MRI-based dental maturity in newborns reflects prenatal exposures and predicts timing of primary tooth eruption

AI Insight

Researchers used MRI scans of newborn brains to measure dental development in over 1,400 neonates, extracting quantitative features such as tooth volume, mineralization, and arch geometry. They derived a metric called the Tooth Age Gap (TAG) to index relative dental maturity at birth, finding it was influenced by prenatal factors including gestational age, maternal pre-pregnancy BMI, and tobacco use during pregnancy. Greater dental maturity at birth predicted earlier first tooth eruption and a higher tooth count at one year of age, demonstrating that neonatal MRI can serve as an objective measure of prenatal dental programming.


This approach offers a non-invasive, scalable method to assess how prenatal conditions shape early development, which could improve understanding of risk factors for childhood dental problems such as caries and contribute to preventive oral health strategies starting from birth.


⚠️ Preprint – Noch nicht peer-reviewed

Dieser Artikel wurde noch nicht von unabhängigen Experten begutachtet. Die Ergebnisse sind vorläufig und sollten mit Vorsicht interpretiert werden.
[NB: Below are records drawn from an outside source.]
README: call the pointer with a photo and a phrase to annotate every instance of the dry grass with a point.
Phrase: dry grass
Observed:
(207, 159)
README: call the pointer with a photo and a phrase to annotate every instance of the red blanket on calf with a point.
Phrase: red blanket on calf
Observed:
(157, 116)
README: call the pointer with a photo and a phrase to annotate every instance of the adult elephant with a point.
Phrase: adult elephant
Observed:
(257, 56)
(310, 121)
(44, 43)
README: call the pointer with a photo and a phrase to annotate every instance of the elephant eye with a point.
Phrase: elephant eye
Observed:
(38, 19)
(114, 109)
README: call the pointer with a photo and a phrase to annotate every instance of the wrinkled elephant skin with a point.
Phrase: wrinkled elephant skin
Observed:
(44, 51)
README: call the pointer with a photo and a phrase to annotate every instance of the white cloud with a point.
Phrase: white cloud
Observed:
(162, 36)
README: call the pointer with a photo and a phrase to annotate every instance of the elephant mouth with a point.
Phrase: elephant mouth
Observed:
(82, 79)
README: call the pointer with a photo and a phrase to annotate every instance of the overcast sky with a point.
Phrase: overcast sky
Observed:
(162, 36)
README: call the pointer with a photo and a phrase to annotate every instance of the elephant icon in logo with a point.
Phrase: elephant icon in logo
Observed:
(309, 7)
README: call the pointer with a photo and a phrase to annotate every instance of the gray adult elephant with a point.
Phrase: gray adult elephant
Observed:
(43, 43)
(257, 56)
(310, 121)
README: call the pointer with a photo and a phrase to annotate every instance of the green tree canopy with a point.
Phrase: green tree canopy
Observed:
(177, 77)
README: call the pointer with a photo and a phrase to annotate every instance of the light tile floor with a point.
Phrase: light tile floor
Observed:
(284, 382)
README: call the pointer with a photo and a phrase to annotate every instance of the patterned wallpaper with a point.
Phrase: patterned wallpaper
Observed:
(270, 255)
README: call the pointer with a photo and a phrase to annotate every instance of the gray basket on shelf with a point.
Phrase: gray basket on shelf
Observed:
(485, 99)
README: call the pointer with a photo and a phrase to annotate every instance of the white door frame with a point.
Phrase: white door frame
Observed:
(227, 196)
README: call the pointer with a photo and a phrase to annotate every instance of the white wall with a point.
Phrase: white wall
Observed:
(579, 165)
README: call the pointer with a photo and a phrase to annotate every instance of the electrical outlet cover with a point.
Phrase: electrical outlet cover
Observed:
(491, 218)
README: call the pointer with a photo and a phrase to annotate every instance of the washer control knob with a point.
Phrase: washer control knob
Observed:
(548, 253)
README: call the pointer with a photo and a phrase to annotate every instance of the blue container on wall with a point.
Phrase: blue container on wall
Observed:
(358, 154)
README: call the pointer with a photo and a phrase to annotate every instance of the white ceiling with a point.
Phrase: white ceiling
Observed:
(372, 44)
Primary tooth development is shaped by prenatal experience and has consequences for childhood caries and lifelong oral health. However, evidence linking prenatal conditions to dental development has relied largely on postnatal proxies, such as parent-recalled eruption timing, that conflate prenatal programming with postnatal exposures. Here, we directly phenotype developing dentition in vivo using routinely acquired neonatal brain MRI. Using T2-weighted imaging from the HEALthy Brain and Child Development Study, we trained a 3D U-Net on 100 semi-automatic labels and applied the model to 1,433 quality-controlled neonatal scans. Automated post-processing extracted quantitative features of tooth volume, mineralization, and arch geometry. These features were used to predict postmenstrual age at MRI and to derive a bias-corrected tooth age gap (TAG), indexing relative dental maturity at birth. The segmentation model achieved mean cross-validated Dice = 0.94. Dental features predicted postmenstrual age with R2 = 0.30 and mean absolute error = 6.7 days, outperforming standard anthropometric measures (R2 = 0.22). In adjusted models, TAG varied by infant sex and was associated with gestational age at delivery, maternal pre-pregnancy BMI, and prenatal tobacco use. In infants with longitudinal dental follow-up, greater dental maturity at birth predicted earlier first tooth emergence and more teeth at one year. Automated segmentation and age prediction generalized to an independent cohort. These findings establish neonatal dental MRI phenotyping as an objective, scalable index of dental maturation and a potential readout of prenatal influences on a developmental system relevant to lifelong oral health.